En el momento en que uno comienza a escribir estas líneas tiene la sospecha de que pocas serán las personas que se vayan a tomar el trabajo de leer el artículo, parcial o íntegramente. Evidentemente, en parte dependerá de la destreza del autor. De la elección de un título que sea suficientemente llamativo. De la referencia a un tema que pueda estar entre los intereses de la persona lectora. Pero, más allá de la gracia de la persona que lo escribe, del tema, del título o de estas primeras líneas, la lectura o no vendrá de la falta objetiva de tiempo o de la percepción de no disponer de él.
Desde que la industrialización fue ocupando los espacios centrales de nuestro devenir cotidiano se fueron configurando nuevas experiencias del tiempo. Al inicio, la era industrial se conformó con introducir un tiempo social, organizado en torno a la jornada laboral, con principio y fin, limitando al máximo los tiempos de sueño, descanso, cuidado propio, actividades de ocio y socialización. El fecundo paradigma de la ciencia y la tecnología hicieron más eficaces los procedimientos, regalando tiempo a la compra y al consumo de bienes, productos, servicios… y experiencias. El tiempo social fue fragmentándose en agendas personalizadas, en las que cada ser humano iba mestizando tiempos de educación y trabajo, con tareas reproductivas o con actividades de ocio. Poco a poco, la agenda común, fijada en sus intervalos por sirenas de fábricas y repiques de campanas, fueron dando paso a relojes de muñeca que organizaban las idas y venidas de cada persona según la función a desarrollar en cada momento y circunstancia.
Los cambios en la organización y el uso del tiempo en la actual sociedad emergente se han ido sucediendo en las últimas décadas, con un elevado proceso de aceleración. Se ha ido produciendo una paulatina disociación con el tiempo natural, de la noche y el día, de las marcadas estaciones del año, obedientes rutinas sujetas a los movimientos de rotación y traslación del planeta Tierra. Se han abierto profundas brechas y fisuras en el tiempo social, conformado por el “abierto de 10 a 2 y de 4 a 8” de décadas pasadas y el actual “abierto 24 horas al día, 365 días al año”. El tiempo personal se va configurando a la carta, en torno a los compromisos y tareas que nos llevan por el trabajo en semana o en fin de semana, a lo largo de todo el año o sólo en épocas concretas del mism, en horarios de noche o en turnos rotatorios… Todos los tiempos se han acelerado.
El joven tiempo inmediato ha irrumpido en los escenarios del tiempo conocido poniendo patas arriba los órdenes preestablecidos.
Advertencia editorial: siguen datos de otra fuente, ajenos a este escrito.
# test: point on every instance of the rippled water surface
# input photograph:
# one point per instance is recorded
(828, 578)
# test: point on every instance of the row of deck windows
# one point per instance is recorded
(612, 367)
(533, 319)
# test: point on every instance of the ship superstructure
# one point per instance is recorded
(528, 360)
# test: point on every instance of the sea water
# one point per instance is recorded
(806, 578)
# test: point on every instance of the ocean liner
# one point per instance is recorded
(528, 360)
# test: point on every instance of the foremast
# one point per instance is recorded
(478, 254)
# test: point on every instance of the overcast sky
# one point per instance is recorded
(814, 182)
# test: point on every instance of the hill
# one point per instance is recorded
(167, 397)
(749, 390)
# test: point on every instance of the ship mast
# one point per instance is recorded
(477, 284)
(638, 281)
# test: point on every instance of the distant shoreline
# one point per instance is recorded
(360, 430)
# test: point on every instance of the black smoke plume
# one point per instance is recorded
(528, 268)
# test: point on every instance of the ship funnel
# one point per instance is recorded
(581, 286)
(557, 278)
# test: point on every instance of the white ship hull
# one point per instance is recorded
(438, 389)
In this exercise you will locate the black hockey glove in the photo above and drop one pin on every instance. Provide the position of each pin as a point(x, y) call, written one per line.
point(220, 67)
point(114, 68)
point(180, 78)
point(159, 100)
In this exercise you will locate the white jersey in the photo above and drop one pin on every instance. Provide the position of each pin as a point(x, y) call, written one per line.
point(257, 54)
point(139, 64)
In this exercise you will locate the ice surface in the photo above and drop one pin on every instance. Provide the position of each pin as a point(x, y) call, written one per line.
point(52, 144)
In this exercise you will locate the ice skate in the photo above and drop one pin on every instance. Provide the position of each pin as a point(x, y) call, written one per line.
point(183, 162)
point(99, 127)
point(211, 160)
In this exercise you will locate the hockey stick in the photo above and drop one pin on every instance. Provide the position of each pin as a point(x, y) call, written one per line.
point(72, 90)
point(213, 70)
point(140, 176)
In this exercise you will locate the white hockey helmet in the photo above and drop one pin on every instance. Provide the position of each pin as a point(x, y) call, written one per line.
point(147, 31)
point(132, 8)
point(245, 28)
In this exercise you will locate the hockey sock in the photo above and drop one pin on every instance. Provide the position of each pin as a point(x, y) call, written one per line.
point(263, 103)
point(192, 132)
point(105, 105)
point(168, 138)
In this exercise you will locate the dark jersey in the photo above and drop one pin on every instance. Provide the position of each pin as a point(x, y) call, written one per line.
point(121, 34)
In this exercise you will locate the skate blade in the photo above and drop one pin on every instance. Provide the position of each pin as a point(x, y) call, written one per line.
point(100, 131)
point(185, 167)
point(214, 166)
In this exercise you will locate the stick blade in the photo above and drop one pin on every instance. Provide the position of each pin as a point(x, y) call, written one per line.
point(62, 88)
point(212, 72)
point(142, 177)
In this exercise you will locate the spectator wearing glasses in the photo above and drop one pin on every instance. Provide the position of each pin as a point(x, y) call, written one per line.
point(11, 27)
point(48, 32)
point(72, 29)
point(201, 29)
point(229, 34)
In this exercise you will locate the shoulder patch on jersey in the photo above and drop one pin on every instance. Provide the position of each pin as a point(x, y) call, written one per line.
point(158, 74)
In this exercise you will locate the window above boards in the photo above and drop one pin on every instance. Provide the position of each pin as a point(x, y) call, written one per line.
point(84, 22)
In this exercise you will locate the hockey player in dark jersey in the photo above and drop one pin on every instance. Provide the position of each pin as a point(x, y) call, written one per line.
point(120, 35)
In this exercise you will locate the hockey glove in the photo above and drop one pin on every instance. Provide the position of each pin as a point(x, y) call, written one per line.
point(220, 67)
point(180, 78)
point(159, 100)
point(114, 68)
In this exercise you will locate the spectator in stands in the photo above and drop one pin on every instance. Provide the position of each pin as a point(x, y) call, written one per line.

La experiencia vital de la tarea pendiente, la necesidad de cumplir con más de una función de modo simultáneo, la vergüenza autoinfligida por la incapacidad para responder a todo y a tiempo, el estrés vital convertido en experiencia diaria, han irrumpido en nuestras vidas.
La aceleración del tiempo que conlleva el tiempo inmediato implica un profundo desequilibrio en el hábitat, el ecosistema y la biosfera en la que se desenvuelve nuestra existencia. Dicha existencia acelerada implica una mayor sobreexplotación y un uso abusivo de espacios y recursos de nuestro entorno, con el consiguiente impacto, la reducción de la biodiversidad, el consumo energético desaforado y la contaminación de aire, agua y suelo.
Ese deterioro del tiempo social, del encuentro con las personas, de la vida comunitaria y familiar, en torno a tiempo ordinarios y extraordinarios, está provocando situaciones de aislamiento y soledad desconocidas en épocas pasadas, asociadas a un profundo proceso de individualización y fracturas del contrato social preexistente.
La exigencia inmediata de respuestas al tiempo personal impacta en la frágil esencia del equilibrio, generando alteraciones en la salud física y mental de las personas, incide negativamente en la calidad y la cualidad de las respuestas e incluso, a medio y largo plazo, reduce la cantidad de respuestas que somos capaces de dar a los retos laborales, familiares o sociales cotidianos
Es momento de recuperar la serenidad y el equilibrio también en el uso del tiempo. La reivindicación de la sana convivencia con los tiempo natural y social, junto a la desaceleración del tiempo personal, van a generar beneficios inmediatos tanto en el desarrollo medioambiental como social, económico y cultural de nuestras ciudades, territorios y comunidades.
Estamos hablando de una tarea que tira del compromiso y responsabilidad individual, pero necesita de un marco de políticas integrales e integradas que lo facilite. Y exige una gobernanza relacional, entre instituciones, empresas, entidades sociales y ciudadanía que lo posibilite.
Tenemos bastantes ministerios y departamentos públicos centrados en el correcto uso del espacio, en la ordenación del territorio, en la protección medio ambiente, en la transición ecológica, en el urbanismo circular… ¿Para cuándo un Ministerio del Tiempo que posibilite un marco para esta transición equilibrada?